Your face may not be as clean
- Since excess oils are not dissolved in cold water, your face will not be as clean as it could be. This can lead to clogged pores and breakouts.
- Anne Beal, MD, MPH, a physician, skin care expert, and CEO/founder of AbsoluteJOI Skincare, adds that a lot of the cleansing ingredients in your skin care products are designed for use with lukewarm water.
Why warm water might be best
“Warm water helps plump which makes your pores appear smaller, while cold water reduces puffiness,” says Beal.
The American Academy of Dermatology recommends washing your face in lukewarm water.
It’s the perfect middle ground for all skin types, as Beal explains that hot water strips your skin of the protective oils that help hold in moisture.
Another benefit of washing your face with warm water is that it allows for better absorption of your skin care products.
It’s important to decide on a temperature and stick with it. Beal cautions that you run the risk of breaking the small capillaries under your skin if you expose your skin to extremes in water temperature, such as switching from hot to cold.
In general, you should be washing your face twice per day — morning and night. Washing too much can actually dry your skin out and cause irritation.
“We collect an alarming amount of bacteria on our pillowcases, so a quick cleanse in the morning before your moisturizer is important,” explains Knapp.
That daytime wash is important, too, since it helps reduce the puffiness we often have when we first wake up, says Beal.
Knapp adds that a nighttime wash is essential for getting any makeup and debris that collected during the day off your skin.
Morning or before bed? The final word
The short answer: Both. Aim for sometime before bed and after you wake up.
- Be gentle.
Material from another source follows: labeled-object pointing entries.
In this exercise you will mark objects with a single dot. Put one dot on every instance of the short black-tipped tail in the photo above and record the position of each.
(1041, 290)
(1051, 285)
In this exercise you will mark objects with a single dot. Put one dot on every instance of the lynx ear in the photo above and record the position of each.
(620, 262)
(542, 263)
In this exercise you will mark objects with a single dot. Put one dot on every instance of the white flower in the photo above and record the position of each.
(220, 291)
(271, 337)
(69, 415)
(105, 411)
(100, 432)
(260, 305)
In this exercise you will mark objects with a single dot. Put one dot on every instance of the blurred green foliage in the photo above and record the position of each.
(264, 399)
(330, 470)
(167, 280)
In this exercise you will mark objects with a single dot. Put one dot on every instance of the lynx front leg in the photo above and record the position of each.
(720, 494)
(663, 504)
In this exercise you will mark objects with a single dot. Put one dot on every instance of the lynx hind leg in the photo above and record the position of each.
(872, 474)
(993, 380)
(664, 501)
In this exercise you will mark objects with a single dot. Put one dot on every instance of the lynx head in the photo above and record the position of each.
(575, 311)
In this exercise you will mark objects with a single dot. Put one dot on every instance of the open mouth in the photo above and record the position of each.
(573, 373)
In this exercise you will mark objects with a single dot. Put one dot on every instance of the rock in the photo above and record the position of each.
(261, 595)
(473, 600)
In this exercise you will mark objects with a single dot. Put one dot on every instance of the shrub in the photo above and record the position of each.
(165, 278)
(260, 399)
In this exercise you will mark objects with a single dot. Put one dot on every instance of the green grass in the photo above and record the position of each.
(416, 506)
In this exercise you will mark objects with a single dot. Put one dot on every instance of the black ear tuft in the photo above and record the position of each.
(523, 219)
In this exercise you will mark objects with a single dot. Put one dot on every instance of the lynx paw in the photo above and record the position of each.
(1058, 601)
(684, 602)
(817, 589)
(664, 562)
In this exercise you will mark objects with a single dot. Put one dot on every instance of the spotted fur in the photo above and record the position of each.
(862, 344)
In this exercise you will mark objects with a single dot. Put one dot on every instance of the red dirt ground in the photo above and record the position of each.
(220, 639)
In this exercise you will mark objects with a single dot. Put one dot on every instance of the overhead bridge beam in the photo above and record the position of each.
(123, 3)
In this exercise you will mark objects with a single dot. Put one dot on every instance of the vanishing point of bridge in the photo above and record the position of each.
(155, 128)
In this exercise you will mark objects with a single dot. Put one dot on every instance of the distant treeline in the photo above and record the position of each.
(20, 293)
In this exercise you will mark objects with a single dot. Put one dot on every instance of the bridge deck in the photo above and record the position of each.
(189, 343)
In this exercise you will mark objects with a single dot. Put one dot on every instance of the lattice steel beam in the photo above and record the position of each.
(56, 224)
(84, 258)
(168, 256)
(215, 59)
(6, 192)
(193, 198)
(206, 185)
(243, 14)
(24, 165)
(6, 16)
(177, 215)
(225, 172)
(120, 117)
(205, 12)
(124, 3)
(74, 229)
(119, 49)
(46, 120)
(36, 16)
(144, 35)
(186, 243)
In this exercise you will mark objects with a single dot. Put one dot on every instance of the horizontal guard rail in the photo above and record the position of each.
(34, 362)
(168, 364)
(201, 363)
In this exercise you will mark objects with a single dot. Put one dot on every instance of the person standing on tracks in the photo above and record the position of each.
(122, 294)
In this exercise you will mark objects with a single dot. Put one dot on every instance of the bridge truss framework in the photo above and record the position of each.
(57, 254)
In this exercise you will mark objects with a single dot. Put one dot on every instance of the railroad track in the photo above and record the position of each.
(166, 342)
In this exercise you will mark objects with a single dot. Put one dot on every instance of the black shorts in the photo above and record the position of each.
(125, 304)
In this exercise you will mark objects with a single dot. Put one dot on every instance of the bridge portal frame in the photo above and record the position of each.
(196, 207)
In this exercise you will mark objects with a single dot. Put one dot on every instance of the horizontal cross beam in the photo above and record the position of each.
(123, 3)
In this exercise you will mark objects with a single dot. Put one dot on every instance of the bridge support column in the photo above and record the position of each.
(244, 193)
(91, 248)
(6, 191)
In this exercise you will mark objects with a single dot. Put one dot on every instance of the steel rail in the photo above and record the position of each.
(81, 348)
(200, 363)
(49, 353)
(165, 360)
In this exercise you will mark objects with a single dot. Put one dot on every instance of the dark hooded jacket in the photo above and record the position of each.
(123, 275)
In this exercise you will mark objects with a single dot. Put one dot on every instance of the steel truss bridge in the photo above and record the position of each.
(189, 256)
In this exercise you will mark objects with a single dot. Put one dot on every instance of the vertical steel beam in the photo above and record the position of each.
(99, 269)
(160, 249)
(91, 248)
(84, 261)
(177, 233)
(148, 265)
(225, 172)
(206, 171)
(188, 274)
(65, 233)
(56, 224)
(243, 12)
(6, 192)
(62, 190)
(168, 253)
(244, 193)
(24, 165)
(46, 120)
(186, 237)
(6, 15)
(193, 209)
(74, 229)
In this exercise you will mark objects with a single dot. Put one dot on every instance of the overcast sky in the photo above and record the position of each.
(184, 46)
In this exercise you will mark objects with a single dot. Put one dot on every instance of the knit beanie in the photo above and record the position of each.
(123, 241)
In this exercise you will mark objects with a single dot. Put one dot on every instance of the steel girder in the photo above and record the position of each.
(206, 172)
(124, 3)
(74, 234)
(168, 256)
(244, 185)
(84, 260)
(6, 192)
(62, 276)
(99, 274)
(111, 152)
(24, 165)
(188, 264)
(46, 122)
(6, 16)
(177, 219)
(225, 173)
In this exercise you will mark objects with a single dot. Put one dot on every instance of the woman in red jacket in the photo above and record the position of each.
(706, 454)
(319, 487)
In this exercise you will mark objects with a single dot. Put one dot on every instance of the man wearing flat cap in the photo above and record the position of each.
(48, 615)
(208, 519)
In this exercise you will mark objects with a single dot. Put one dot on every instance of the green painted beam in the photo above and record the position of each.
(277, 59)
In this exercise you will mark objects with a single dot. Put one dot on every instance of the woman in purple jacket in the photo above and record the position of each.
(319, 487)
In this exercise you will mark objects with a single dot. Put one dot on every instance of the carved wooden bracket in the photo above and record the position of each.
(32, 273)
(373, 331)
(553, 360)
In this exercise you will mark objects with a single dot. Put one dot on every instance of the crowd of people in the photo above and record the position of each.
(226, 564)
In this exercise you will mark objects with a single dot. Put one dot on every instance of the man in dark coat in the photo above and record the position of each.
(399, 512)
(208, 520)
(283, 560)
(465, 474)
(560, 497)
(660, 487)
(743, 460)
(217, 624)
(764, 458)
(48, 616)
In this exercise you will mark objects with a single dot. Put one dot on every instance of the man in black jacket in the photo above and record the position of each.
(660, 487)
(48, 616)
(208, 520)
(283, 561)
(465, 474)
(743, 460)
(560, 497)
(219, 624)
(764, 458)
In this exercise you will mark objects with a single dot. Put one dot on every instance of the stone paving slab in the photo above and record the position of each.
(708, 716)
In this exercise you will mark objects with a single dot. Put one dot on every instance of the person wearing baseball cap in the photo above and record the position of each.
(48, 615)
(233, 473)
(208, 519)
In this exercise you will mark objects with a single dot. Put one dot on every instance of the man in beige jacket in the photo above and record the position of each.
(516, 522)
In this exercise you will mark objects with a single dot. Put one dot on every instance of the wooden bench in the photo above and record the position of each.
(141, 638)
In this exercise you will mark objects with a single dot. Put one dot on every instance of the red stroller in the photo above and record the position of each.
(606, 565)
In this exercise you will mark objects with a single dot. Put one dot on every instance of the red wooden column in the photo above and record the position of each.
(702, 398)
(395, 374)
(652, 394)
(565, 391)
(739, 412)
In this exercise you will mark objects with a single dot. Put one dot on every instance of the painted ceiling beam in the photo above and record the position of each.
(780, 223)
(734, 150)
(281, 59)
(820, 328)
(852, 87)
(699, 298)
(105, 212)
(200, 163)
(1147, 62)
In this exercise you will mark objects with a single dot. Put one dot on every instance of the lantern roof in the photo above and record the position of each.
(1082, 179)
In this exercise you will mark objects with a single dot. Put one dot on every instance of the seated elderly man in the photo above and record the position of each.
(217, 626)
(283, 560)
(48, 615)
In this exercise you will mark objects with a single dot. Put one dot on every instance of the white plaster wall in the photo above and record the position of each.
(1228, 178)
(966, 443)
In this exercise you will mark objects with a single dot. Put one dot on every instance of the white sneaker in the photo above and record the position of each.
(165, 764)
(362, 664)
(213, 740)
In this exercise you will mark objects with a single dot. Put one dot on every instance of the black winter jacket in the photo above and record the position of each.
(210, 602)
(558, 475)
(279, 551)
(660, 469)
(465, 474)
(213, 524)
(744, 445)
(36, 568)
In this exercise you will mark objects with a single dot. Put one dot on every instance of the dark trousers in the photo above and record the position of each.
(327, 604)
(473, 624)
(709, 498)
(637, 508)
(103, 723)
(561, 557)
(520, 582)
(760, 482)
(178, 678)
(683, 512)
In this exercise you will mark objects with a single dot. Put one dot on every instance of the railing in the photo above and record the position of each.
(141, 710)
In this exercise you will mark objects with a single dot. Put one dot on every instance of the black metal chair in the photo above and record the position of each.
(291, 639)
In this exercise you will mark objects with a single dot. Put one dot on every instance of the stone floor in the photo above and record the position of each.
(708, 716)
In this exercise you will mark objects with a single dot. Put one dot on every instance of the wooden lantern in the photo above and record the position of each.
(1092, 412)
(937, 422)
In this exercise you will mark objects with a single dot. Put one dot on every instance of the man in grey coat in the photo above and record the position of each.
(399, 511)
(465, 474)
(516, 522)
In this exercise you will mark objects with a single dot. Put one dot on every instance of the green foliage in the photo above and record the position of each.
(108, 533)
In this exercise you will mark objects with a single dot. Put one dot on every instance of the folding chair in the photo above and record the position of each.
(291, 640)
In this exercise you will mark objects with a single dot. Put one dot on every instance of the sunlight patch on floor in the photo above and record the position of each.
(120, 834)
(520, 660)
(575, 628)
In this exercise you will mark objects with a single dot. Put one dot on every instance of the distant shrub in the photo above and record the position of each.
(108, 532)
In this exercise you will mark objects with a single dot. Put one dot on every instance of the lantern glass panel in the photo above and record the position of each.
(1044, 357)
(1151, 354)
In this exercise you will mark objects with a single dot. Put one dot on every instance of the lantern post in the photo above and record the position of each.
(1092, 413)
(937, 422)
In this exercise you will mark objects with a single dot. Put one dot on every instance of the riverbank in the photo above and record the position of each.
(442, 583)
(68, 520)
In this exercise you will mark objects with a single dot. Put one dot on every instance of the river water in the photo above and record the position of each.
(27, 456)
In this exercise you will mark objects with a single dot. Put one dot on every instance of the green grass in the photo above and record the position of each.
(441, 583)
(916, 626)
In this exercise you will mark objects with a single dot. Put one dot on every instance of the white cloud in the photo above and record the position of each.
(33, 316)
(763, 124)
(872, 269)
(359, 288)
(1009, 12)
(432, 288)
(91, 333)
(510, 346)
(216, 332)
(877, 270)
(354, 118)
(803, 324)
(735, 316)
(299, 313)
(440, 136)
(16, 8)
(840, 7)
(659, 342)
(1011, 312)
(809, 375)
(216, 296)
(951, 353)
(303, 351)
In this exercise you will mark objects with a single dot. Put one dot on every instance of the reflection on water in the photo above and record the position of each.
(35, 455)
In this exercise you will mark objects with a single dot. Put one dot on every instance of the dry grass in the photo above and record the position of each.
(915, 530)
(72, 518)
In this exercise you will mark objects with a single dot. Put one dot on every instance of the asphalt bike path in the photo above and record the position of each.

The American Academy of Dermatology recommends using your fingertips to cleanse your face and patting dry with a soft towel afterward.
- Wash away sweat. Beal says that you should wash your face after any workout since sweat can clog pores.
- Stay hydrated. Keep your skin hydrated by consuming enough water per day. Health experts recommend eight 8-ounce glasses per day.
- Use products wisely. The ingredients you should look for in a face wash depend entirely on your skin type. Beal explains that most cleansing products with active ingredients don’t sit on your face long enough to be fully effective. “Instead, it is better to use a gentle cleanser on your skin, then use serums and lotions with the active ingredients you need, like salicylic acid, glycolic acid, lactic acid, vitamin C, and others.”
If you want to make a splash with your skin care routine, try washing your face in cold water. There are many benefits to this, such as tightened pores, acne prevention, and a face that looks more awake.
For most skin care needs, though, you should look to using lukewarm water.
You can also speak with a dermatologist or other skin care professional to determine what’s best for your individual skin needs.